Haematology

The ageing haematopoietic system

There are very few changes as the bone marrow ages. Be very reluctant to ascribe changes seen on testing to age alone—pathology is much more likely.

Haemoglobin

Epidemiological studies show that population haemoglobin (Hb) concentration gradually declines from age 60
There is debate as to whether the reference range should be adjusted since lower Hb levels are associated with increased morbidity and mortality compared with older patients who maintain normal levels
Thus anaemia is common in old age (between 10-20% will have Hb less than 12g/dL in females or 13g/dL in males), but this is due to disease(s) not ageing per se
The decision about whether to investigate anaemia should be made not on the absolute value but the clinical scenario. Consider symptoms, past medical history, severity of anaemia and rate of fall of Hb, the mean cell volume (MCV) and finally patient’s wish/tolerance of investigation
A fit elderly man with no significant past history merits investigation with an Hb of 11.5 g/dL (especially if his Hb g/dL was 13 last year or if the MCV is abnormal) while a patient with known rheumatoid arthritis, renal failure and heart failure who has a normocytic anaemia 10.5 g/dL for years usually does not

Erythrocyte sedimentation rate (ESR)

The height of the red cells in a standard bottle of blood, after being allowed to sediment for 60min
This is a simple, old fashioned and non-specific test however it is inexpensive and remains useful for screening and monitoring disease in older people.
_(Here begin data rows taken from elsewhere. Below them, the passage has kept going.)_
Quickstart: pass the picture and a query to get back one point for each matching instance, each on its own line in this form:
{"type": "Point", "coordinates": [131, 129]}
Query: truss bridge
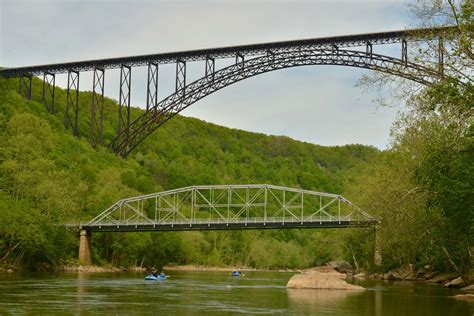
{"type": "Point", "coordinates": [216, 207]}
{"type": "Point", "coordinates": [247, 61]}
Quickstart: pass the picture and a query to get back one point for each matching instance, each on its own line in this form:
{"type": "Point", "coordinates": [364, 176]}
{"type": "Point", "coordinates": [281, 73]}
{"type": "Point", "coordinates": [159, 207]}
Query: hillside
{"type": "Point", "coordinates": [48, 177]}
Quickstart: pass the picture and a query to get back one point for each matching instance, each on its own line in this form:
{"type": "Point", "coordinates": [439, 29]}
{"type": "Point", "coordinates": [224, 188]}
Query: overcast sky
{"type": "Point", "coordinates": [317, 104]}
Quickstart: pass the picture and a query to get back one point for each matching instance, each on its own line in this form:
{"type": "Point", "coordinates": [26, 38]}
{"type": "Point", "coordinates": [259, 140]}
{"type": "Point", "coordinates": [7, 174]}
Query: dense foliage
{"type": "Point", "coordinates": [421, 188]}
{"type": "Point", "coordinates": [48, 177]}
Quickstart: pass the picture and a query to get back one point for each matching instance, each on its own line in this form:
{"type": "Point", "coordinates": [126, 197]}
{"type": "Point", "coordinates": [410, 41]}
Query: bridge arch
{"type": "Point", "coordinates": [159, 114]}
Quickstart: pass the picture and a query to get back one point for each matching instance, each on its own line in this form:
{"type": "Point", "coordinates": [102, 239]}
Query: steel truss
{"type": "Point", "coordinates": [345, 41]}
{"type": "Point", "coordinates": [124, 99]}
{"type": "Point", "coordinates": [49, 83]}
{"type": "Point", "coordinates": [152, 86]}
{"type": "Point", "coordinates": [230, 207]}
{"type": "Point", "coordinates": [72, 101]}
{"type": "Point", "coordinates": [96, 136]}
{"type": "Point", "coordinates": [173, 104]}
CRP is often used in conjunction
Red cells fall gradually because they are more dense, but the rate of fall increases where the cells clump together
ESR rises with age and is slightly higher in women so values up to 30mm/hr for men and 35mm/hr for women can be normal at age 70
Anaemia can cause a mild elevation in ESR
A high ESR occurs in disorders associated with elevated plasma proteins (fibrinogen and globulins). Numerous acute and chronic disorders can cause modest elevation
Very high levels (>90) are commonly found with paraproteinaemias, giant cell arteritis and chronic infections such as tuberculosis

Investigating anaemia in older people

A low haemoglobin is a frequently encountered abnormality in geriatric practice. It is worth remembering the following:

Other parameters, usually documented in the full blood count report (eg MCV) will greatly assist in characterising the anaemia, and should be scrutinized
Looking up old FBC results will often reveal a pattern eg a frail older person may run a chronically low Hb because of chronic disease or marrow failure. If there is a recent change, this should prompt more urgent investigation
Unwell older patients may have low Hb as a result of fluid overload or marrow suppression. Repeat FBC as they recover, and see if it persists
Multiple aetiology is common, so check a full range of blood tests in all anaemic older patients
It is very important to check that the laboratory have received the correct blood specimens for these tests before arranging blind replacement therapy or a transfusion—subsequent samples will be invalid for haematinics

Most anaemic patients will require:

Blood film
Ferritin, serum iron and total iron binding capacity (or transferrin)
B12, folate
Renal, liver and thyroid function testing
Blood and urine electrophoresis and look for Bence Jones proteins in urine if the ESR is raised

If the anaemia has been characterized (eg iron deficient, macrocytic etc.), then decisions can be made about the nature and extent of further testing. See

‘Iron deficiency anaemia: diagnosis’, p.454 for details.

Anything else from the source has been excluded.